Wenn jetzt jemand gesagt hätte „der Fall ist gelöst“, hätte niemand widersprochen. Obwohl …
Man machte sich auf den Weg zurück zur Cafeteria. Neben dem Tresen der Rezeption stand Frau Klarbach, eine Nachbarin von Margret.

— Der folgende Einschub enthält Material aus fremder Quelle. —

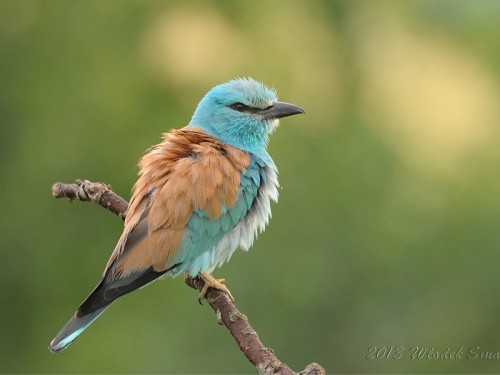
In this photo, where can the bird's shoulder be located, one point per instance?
(192, 169)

Sie wedelte mit einem Zeitungsteil.
„Das Neueste“, rief sie und stürzte auf die vier Detektivinnen zu. "Haben Sie schon das Neueste gelesen?"
„Was?“
„Was ist los?“
„Nun reden Sie schon.“
„Was steht denn drin?“
„Lesen Sie selbst“, sagte Frau Klarbach und reichte Margret die Zeitung, den Lokalanzeiger.
„Kommt mit in die Cafeteria, da haben wir mehr Ruhe.“ Margret als die Hauptermittlerin übernahm das Kommando.

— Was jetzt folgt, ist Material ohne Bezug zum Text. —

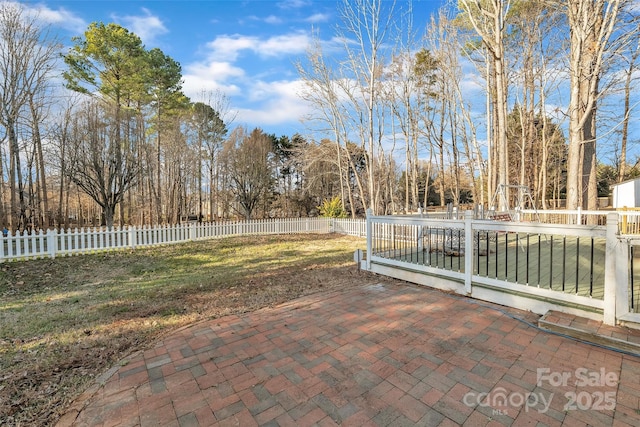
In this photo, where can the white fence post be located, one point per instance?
(468, 250)
(369, 239)
(132, 237)
(611, 270)
(52, 242)
(192, 232)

Der Lokalanzeiger Erkrath berichtete auf Seite eins:
„Brutaler Mord im Haus K.?
Wie wir aus gut unterrichteter Quelle erfahren, ist in einer Wohnanlage für Senioren in unserem Ort eine Leiche gefunden worden. Die Polizei ermittelt, kann oder will aber bisher nichts zur Tat, zur Tatsituation und zum Opfer verlauten lassen. In welcher Zeit leben wir?“
Da wussten Irmtraud, Johanna, Margret und Susanne schon wesentlich mehr. Aber die einhellige Meinung am Tisch war: Nachforschungen einstellen. Wozu haben wir schließlich die Polizei?